Des pratiques qui datent….

A en croire Thierry Dovonou, Syndicaliste, Professeur de Sciences de Vie et de la Terre (Svt) dans les Lycées et Collèges, ces pratiques sont vieilles de près de deux décennies : « Tout a commencé au temps du feu ministre de l’Education  Damien Zinsou Alahassa sous le régime Mathieu Kérékou2. Ce fut un moment triste et Malheureux pour les enseignants que nous sommes. C’est dans cette période que la politique s’est impliquée dans ce secteur purement technique et scientifique…où politiciens, syndicalistes voire des directeurs départementaux marchandent, dans le but de trouver quelque chose à leurs mandants sans niveau requis.»

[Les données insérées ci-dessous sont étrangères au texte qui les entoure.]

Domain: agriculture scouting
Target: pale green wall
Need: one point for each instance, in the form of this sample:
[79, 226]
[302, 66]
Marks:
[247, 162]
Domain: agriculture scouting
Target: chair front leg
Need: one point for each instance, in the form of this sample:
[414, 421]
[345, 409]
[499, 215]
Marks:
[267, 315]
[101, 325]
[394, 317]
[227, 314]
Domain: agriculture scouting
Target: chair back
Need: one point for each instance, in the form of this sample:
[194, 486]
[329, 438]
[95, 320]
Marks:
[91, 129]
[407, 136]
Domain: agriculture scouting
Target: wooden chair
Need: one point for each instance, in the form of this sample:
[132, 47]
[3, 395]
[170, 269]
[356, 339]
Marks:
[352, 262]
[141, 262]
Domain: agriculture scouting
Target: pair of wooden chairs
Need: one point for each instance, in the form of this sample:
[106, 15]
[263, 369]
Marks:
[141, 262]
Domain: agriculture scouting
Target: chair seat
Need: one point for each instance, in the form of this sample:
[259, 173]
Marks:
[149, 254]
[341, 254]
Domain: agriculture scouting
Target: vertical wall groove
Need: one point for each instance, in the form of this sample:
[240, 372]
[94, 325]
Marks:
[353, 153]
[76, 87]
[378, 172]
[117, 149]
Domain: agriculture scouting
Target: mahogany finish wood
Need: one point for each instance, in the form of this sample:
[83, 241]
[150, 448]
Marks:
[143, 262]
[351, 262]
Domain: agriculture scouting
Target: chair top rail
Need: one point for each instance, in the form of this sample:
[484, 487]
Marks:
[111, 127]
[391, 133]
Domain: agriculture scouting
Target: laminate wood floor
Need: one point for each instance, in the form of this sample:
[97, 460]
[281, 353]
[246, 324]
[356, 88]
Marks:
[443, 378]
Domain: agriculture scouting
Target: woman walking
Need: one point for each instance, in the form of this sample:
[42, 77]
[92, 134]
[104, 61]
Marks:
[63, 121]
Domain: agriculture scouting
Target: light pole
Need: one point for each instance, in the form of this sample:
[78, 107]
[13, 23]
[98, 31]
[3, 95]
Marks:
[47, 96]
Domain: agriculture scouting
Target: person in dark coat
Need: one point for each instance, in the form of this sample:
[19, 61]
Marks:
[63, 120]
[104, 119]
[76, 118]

L’organisation du Baccalauréat notamment les travaux de correction des copies sont bel et bien encadrés par des textes en la matière. Aussi, tout un dispositif sécuritaire pour faire appliquer ces textes. Mais dans la pratique, des failles dues au favoritisme, à la falsification de diplômes, à la corruption. Il va falloir redoubler d’ardeur au niveau de chacun des maillons de la chaine pour une fraude zéro à cet examen qui consacre à l’apprenant son premier diplôme universitaire. L’application rigoureuse de l’Arrêté interministériel N°294/Mesrs/Mesftprij/Dc/Sgm/Ob/Spc du 24 juin 2014 portant répression des fautes, fraudes, tentatives de fraudes et autres infractions à l’occasion de l’organisation et du déroulement de l’examen du Baccalauréat en République du Bénin,  doit être aussi de mise.